Мы вышли на Невский; сияло солнце, было 2 часа дня. Сели в трамвай. Публика сочувственно осматривала меня. Кто-то сказал: «Арестованная, куда везут?» — «В Москву», — ответил солдат. «Не может быть — поезда туда не ходят с вчерашнего дня». Около меня я узнала знакомую барышню. Я сказала ей, что, вероятно, меня ведут на расстрел, передала ей один браслет, прося отдать матери. Мы вышли на Михайловской площади, чтобы переменить трамвай, и здесь случилось то, что читатель может назвать, как хочет, но что я называю чудом.

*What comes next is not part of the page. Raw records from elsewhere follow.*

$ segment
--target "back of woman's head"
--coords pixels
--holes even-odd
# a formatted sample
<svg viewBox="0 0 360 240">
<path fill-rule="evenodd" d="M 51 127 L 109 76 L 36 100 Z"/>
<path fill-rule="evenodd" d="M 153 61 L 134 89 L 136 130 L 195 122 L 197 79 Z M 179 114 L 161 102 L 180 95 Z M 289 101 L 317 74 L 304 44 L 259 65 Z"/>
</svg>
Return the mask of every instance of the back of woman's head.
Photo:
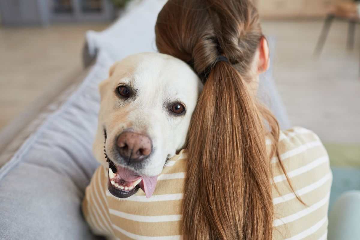
<svg viewBox="0 0 360 240">
<path fill-rule="evenodd" d="M 263 37 L 256 8 L 248 0 L 169 0 L 156 32 L 160 52 L 189 63 L 204 83 L 186 146 L 184 239 L 271 239 L 264 119 L 273 142 L 279 127 L 246 83 Z"/>
</svg>

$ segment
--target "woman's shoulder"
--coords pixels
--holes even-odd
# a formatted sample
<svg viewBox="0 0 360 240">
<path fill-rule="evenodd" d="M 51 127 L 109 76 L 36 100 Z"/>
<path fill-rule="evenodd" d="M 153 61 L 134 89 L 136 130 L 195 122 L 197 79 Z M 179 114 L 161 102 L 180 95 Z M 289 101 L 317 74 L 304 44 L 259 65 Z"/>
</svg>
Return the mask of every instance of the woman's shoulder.
<svg viewBox="0 0 360 240">
<path fill-rule="evenodd" d="M 296 127 L 281 131 L 278 149 L 281 161 L 287 162 L 285 165 L 291 166 L 291 168 L 316 168 L 321 165 L 330 171 L 327 151 L 319 136 L 311 130 Z M 277 160 L 277 158 L 273 159 Z"/>
<path fill-rule="evenodd" d="M 280 154 L 290 150 L 296 153 L 308 152 L 313 149 L 327 155 L 327 152 L 319 136 L 306 128 L 295 127 L 280 131 L 278 149 Z"/>
<path fill-rule="evenodd" d="M 326 234 L 329 198 L 332 178 L 329 157 L 319 137 L 313 132 L 294 127 L 280 133 L 280 160 L 272 159 L 273 202 L 275 219 L 274 239 L 309 236 L 320 239 Z M 305 205 L 296 198 L 287 181 Z M 276 186 L 276 187 L 275 187 Z M 284 237 L 284 236 L 286 236 Z"/>
</svg>

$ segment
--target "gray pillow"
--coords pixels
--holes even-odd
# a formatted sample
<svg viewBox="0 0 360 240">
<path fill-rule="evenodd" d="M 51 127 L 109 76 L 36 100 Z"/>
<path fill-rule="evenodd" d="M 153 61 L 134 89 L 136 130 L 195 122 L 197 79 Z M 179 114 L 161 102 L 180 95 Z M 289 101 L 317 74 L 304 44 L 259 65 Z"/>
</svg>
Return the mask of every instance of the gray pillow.
<svg viewBox="0 0 360 240">
<path fill-rule="evenodd" d="M 100 53 L 79 88 L 0 169 L 0 239 L 98 239 L 80 206 L 98 166 L 98 85 L 112 62 Z"/>
</svg>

Трамвай, на который мы должны были пересесть, где-то задержался, не то мосты были разведены или по какой-либо другой причине, но трамвай задержался, и большая толпа народа ожидала. Стояла и я со своим солдатом, но через несколько минут ему надоело ждать и, сказав подождать одну минуточку, пока он посмотрит, где же наш трамвай, он отбежал направо. В эту минуту ко мне сперва подошел офицер Саперного полка, которому я когда-то помогла, спросил, узнаю ли его и, вынув 500 рублей, сунул мне в руку, говоря, что деньги мне могут пригодиться. Я сняла второй браслет и передала ему, сказав то же, что сказала барышне. В это время ко мне подошла быстрыми шагами одна из женщин, с которой я часто вместе молилась на Карповке: она была одна из домашних о. Иоанна Кронштадтского. «Не давайтесь в руки врагам, — сказала она, — идите, я молюсь. Батюшка Отец Иоанн спасет Вас». Меня точно кто-то толкнул; ковыляя со своей палочкой, я пошла по Михайловской улице (узелок мой остался у солдата), напрягая последние силы и громко взывая: «Господи, спаси меня! Батюшка отец Иоанн, спаси меня!» Дошла до Невского — трамваев нет. Вбежать ли в часовню? Не смею. Перешла улицу и пошла по Перинной линии, оглядываясь. Вижу — солдат бежит за мной. Ну, думаю, кончено. Я прислонилась к дому, ожидая. Солдат, добежав, свернул на Екатерининский канал. Был ли этот или другой, не знаю. Я же пошла по Чернышеву переулку. Силы стали слабеть, мне казалось, что еще немножко, и я упаду. Шапочка с головы свалилась, волосы упали, прохожие оглядывались на меня, вероятно, принимая за безумную. Я дошла до Загородного. На углу стоял извозчик. Я подбежала к нему, но он закачал головой. «Занят». Тогда я показала ему 500-рублевую бумажку, которую держала в левой руке. «Садись», — крикнул он. Я дала адрес друзей за Петроградом. Умоляла ехать скорей, так как у меня умирает мать, а сама я из больницы. После некоторого времени, которое казалось мне вечностью, мы подъехали к калитке их дома. Я позвонила и свалилась в глубоком обмороке… Когда я пришла в себя, вся милая семья была около меня; я рассказала в двух словах, что со мной случилось, умоляя дать знать матери. Дворник их вызвался свезти от меня записку, что я жива и здорова и спасена, но чтобы она не искала меня, так как за ней будут следить.